Sometimes, it seems like things are going great.
It's warm outside, the sun is shining and maybe one of your lame classes was just cancelled. Nothing could be better.
But then you think of something, something that's been bothering you or maybe something in the future that you've been dreading.
Any euphoria you had been feeling comes to a grinding halt and reality hits.
See, we all know how the Texas Longhorns have felt every fall Saturday evening for four years now.
You can just picture it.
Texas is coming off a big win over Baylor or Kansas or Texas Tech on another shining day in Austin and the Longhorns and their legions of fans are happy and having a good time. But, pretty soon, all thoughts drift back north, to the Oklahoma Sooners and all of those good feelings are gone in an instant.
Anything positive that the Texas football program has done in the last four years has been overshadowed by its four straight losses to Oklahoma. Those four losses have kept them out of BCS bowl games and they have eliminated the Longhorns from the national title race before November.
But, maybe more importantly, they have made Texas feel like a second class citizen in its own conference.
Maybe it has something to do with the fact that recent losses to the Sooners have been lopsided.
Previous scores include 63-14 and 65-13 losses, but despite having maybe the most talent-filled roster in America, the Longhorns have been forced to feel inferior, like an often picked-on little brother.
Well, no more. It ends this Saturday afternoon in the Cotton Bowl in Dallas where the fifth-ranked Longhorns (4-0) will square off once again with No. 2 Oklahoma (4-0).
Or at least Texas hopes so. What is clear though is, if there was ever a year for Texas to finally get past the Sooners, this is it.
The Big 12 conference, home to both Oklahoma and Texas, is at its weakest point in a long time.
There are no teams in the South division that can compare to the Longhorns and the Sooners and the North division isn't much better.
Barring a major upset, the winner on Saturday has a clear path to a conference championship and, presumably, a spot in the Orange Bowl, home of the national championship game this season.
Those are some pretty high stakes.
But there may be even more on the line with the outcome of this game, such as the career of Texas head coach Mack Brown.
Brown has been coaching college football for 31 years. He has spent 20 years as a head coach and has won 150 games in the process. His teams, either the North Carolina Tar Heels or Longhorns, have not had a losing season since 1989.

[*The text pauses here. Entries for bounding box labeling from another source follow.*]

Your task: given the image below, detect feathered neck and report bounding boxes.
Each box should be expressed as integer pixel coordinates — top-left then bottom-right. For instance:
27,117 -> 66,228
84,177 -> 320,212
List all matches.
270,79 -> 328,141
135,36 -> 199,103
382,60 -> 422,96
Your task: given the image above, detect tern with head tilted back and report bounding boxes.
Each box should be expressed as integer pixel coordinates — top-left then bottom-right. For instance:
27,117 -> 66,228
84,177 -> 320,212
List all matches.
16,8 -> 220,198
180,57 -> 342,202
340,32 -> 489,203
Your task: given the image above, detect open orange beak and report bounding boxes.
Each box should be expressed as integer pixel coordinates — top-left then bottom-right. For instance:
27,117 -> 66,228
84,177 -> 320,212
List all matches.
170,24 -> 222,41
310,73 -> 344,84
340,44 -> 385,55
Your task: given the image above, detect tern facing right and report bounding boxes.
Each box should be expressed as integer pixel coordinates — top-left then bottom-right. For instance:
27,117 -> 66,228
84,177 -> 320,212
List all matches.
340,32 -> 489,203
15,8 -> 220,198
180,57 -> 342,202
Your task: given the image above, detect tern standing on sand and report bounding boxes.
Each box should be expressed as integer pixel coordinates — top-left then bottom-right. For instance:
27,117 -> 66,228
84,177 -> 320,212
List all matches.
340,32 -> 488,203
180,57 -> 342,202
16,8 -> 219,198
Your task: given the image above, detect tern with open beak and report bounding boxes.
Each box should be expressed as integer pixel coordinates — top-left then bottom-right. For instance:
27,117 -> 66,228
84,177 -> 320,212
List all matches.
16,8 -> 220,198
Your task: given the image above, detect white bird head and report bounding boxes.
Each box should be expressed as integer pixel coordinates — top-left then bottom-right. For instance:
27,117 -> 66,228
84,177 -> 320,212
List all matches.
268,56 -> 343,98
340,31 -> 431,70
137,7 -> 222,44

He has proven himself and then some in a demanding business. He has thrived in a position where others simply try to survive.
But right now, none of that matters. Fairly or unfairly, everything Mack Brown has done in his career might be on the line with this game.
There have been rumblings in Austin that one more loss to the Sooners might be the final nail in the coffin for Brown, the one that confirms once and for all that Brown can coach like a champ against Missouri and Baylor. But all of that coaching genius seems to be lost when things get really serious, like they usually do against Oklahoma.
So let's see what just might be on the line here for Longhorns Saturday: Conference championship, national championship, head coach's career and the manhood of the entire state of Texas.
That's probably enough incentive.
Fortunately for Brown and the millions of Longhorn faithful, Texas will be sending quite a team into battle on Saturday.
In Vince Young and Cedric Benson they might have the best quarterback-running back combination in the country.
And the defense, led by all-everything linebacker Derrick Johnson, is looking more skilled and more determined than its past versions.
More importantly, Texas players this week have been talking like they expect to go to Dallas and win.
They may be fooling themselves, but sometimes a little confidence, even if it's unfounded, can go along way when you're trying to confront an inferiority complex.
But then again, bad habits are hard to break.
There is no doubting that something happens to the Longhorns and their team of stars when they look across the field and see their arch-enemies from the north, when they realize the enormity of the situation and the task at hand.
In the past, this matchup has transformed them from a confident, talented football team into something much less and has sent them down a path of failure.
Mack Brown, for his own sake anyway, had better pray that he and his players have finally put that all behind them.